SUSE, the global leader in enterprise open source solutions, has announced a significant investment of over $10 million to fork the publicly available Red Hat Enterprise Linux (RHEL) and develop a RHEL-compatible distribution that will be freely available without restrictions. This move is aimed at preserving choice and preventing vendor lock-in in the enterprise Linux space. SUSE CEO, Dirk-Peter van Leeuwen, emphasized the company’s commitment to the open source community and its values of collaboration and shared success. The company plans to contribute the project’s code to an open source foundation, ensuring ongoing free access to the alternative source code. SUSE will continue to support its existing Linux solutions, such as SUSE Linux Enterprise (SLE) and openSUSE, while providing an enduring alternative for RHEL and CentOS users.

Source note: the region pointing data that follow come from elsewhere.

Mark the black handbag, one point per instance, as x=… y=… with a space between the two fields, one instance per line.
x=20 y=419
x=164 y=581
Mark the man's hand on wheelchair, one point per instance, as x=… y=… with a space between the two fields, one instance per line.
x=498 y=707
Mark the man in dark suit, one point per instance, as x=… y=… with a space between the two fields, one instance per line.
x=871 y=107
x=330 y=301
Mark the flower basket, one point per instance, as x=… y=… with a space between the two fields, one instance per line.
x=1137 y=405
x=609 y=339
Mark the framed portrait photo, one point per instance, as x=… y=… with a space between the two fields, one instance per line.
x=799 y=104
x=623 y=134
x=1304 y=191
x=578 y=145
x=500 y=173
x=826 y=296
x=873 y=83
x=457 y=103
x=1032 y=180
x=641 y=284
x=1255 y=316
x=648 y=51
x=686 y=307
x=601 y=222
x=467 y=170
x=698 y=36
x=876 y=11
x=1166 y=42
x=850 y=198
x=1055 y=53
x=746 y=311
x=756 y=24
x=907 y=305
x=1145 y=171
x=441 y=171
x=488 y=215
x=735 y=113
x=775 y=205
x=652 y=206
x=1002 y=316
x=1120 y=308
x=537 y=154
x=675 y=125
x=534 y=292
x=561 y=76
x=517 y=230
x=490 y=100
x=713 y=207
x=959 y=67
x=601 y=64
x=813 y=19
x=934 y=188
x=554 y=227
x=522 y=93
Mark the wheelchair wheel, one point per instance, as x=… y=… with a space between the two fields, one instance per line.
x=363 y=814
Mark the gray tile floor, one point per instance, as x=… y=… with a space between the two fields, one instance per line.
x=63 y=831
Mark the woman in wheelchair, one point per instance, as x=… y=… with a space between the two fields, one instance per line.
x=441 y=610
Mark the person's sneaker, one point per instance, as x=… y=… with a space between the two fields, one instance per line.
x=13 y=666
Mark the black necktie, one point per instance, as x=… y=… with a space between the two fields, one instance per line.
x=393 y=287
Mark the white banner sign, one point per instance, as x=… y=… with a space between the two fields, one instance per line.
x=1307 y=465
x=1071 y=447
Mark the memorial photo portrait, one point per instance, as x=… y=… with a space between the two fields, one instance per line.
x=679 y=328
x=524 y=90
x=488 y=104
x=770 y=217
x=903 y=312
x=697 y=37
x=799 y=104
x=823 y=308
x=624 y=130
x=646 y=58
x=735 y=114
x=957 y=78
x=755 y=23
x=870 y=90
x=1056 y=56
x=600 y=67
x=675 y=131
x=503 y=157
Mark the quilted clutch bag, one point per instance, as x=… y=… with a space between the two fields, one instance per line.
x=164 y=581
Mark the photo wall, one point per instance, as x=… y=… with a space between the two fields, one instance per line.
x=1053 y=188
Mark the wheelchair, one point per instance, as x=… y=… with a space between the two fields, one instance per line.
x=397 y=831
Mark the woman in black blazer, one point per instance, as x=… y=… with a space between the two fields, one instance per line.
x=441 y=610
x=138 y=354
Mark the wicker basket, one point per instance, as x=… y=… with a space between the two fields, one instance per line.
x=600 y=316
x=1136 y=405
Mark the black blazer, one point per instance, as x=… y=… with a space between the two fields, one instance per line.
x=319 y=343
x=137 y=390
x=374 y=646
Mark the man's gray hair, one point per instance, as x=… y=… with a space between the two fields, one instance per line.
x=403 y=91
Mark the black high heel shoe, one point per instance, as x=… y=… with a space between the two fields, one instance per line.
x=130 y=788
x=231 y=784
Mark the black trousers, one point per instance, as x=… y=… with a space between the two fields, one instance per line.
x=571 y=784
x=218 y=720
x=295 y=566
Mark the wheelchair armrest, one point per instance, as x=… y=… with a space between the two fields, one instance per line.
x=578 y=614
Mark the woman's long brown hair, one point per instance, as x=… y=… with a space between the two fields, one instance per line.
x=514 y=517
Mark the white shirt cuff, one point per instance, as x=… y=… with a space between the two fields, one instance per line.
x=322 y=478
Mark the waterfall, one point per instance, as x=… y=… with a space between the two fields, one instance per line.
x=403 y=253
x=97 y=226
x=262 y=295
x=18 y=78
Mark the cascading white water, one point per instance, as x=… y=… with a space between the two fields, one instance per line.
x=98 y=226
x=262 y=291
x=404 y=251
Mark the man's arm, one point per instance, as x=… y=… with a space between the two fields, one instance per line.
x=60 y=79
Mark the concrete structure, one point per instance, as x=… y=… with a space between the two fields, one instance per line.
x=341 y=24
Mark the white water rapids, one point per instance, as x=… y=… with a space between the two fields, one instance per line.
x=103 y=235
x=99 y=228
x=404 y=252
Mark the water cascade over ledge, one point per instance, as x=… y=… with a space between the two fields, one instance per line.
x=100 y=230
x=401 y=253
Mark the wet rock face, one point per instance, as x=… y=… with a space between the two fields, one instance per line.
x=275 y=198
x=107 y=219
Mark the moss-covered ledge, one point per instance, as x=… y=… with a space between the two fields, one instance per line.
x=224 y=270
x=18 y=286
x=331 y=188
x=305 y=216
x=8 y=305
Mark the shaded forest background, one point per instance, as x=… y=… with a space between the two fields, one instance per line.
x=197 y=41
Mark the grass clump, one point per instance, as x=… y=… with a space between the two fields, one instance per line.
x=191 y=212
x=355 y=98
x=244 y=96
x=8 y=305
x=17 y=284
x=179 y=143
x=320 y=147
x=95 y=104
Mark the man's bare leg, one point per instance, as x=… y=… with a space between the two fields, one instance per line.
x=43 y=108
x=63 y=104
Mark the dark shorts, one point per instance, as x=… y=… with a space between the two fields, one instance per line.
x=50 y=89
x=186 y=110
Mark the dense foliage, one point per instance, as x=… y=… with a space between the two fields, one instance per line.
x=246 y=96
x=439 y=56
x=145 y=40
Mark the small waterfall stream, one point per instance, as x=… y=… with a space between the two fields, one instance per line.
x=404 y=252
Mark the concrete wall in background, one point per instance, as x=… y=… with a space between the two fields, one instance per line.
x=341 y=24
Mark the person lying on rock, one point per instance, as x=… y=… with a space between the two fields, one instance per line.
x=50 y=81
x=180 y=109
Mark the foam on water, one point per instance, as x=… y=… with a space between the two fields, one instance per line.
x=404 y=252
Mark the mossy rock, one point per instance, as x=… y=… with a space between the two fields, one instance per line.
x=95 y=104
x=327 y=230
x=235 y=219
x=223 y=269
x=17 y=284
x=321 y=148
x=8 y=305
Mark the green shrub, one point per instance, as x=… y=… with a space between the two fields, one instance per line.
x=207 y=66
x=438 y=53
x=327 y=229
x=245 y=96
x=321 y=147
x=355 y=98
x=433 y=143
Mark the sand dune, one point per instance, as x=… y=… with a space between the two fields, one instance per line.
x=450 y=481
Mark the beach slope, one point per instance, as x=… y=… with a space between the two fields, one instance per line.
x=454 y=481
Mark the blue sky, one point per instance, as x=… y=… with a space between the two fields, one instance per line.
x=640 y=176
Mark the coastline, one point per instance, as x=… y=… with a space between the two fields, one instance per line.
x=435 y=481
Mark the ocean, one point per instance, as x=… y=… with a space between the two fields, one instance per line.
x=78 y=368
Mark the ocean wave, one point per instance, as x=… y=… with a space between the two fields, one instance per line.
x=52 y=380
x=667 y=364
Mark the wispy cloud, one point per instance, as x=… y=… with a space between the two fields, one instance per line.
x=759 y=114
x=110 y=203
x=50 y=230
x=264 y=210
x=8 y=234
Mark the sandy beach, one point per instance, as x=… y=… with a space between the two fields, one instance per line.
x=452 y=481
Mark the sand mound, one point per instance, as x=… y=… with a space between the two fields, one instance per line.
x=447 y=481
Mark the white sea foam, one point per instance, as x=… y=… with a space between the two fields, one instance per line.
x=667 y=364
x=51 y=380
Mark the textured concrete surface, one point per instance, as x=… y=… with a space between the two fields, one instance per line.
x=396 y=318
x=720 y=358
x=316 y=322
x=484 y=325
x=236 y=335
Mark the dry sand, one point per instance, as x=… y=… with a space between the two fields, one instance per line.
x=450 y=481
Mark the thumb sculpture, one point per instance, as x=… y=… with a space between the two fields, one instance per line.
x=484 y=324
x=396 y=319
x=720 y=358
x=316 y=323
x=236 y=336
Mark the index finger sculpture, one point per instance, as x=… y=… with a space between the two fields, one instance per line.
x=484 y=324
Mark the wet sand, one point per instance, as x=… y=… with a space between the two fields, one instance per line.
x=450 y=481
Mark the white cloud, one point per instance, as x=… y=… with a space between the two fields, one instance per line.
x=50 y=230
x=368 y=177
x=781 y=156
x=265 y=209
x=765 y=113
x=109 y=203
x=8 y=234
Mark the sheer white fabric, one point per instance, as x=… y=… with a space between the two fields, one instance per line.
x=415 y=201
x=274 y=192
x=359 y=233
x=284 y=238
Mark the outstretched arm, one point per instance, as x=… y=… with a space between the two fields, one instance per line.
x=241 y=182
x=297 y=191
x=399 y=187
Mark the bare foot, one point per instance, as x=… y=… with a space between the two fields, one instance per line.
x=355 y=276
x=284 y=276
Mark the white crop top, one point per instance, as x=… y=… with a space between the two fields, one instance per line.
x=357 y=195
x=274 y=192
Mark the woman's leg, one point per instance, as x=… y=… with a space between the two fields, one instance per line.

How can SUSE maintain RHEL compatibility when source-code for future versions are no longer publicly available?
Rocky Linux have said that they can rebuild using publicly available sources in UBI containers and cloud images.
https://rockylinux.org/news/keeping-open-source-open/
Though reading the article, I don’t know if SUSE is simply rebuilding or forking. In any case, it’s cool to see SUSE committed to open source principles.
SUSE doesn’t HAVE to do that. That’s kind of a grey area. It’s legal, but kind of skirting things.
What you can do is get RHEL, take a look at all the packages and their changelogs, git history, find the code in CentOS, and then build your own from scratch. It’s a ton more work, Rocky wouldn’t have the resources to do it, but SUSE will.
Just realized, can’t do git history, because they wouldn’t package in the git files as that’d be internal to RHEL.
Thank you. The SuSE blogpost uses the word “fork”
deleted by creator
The source code IS publicly available in CentOS Stream gitlab repos. The thing that isn’t public anymore is the pre-packaged SRPM snapshots of that code. This effectively means that if clone makers want to keep cloning RHEL, they have to pull from CentOS Stream and do some Engineering work instead of throw a script at a pile of SRPMS to rebuild them. This whole thing has been weirdly blown out of proportion in my opinion.
Disclaimer: I work for Red Hat so feel free the grain of salt my statements and flame me if you feel so inclined. I don’t mind people being upset about the change, I just want people to be mad at the right thing if they are going to be mad.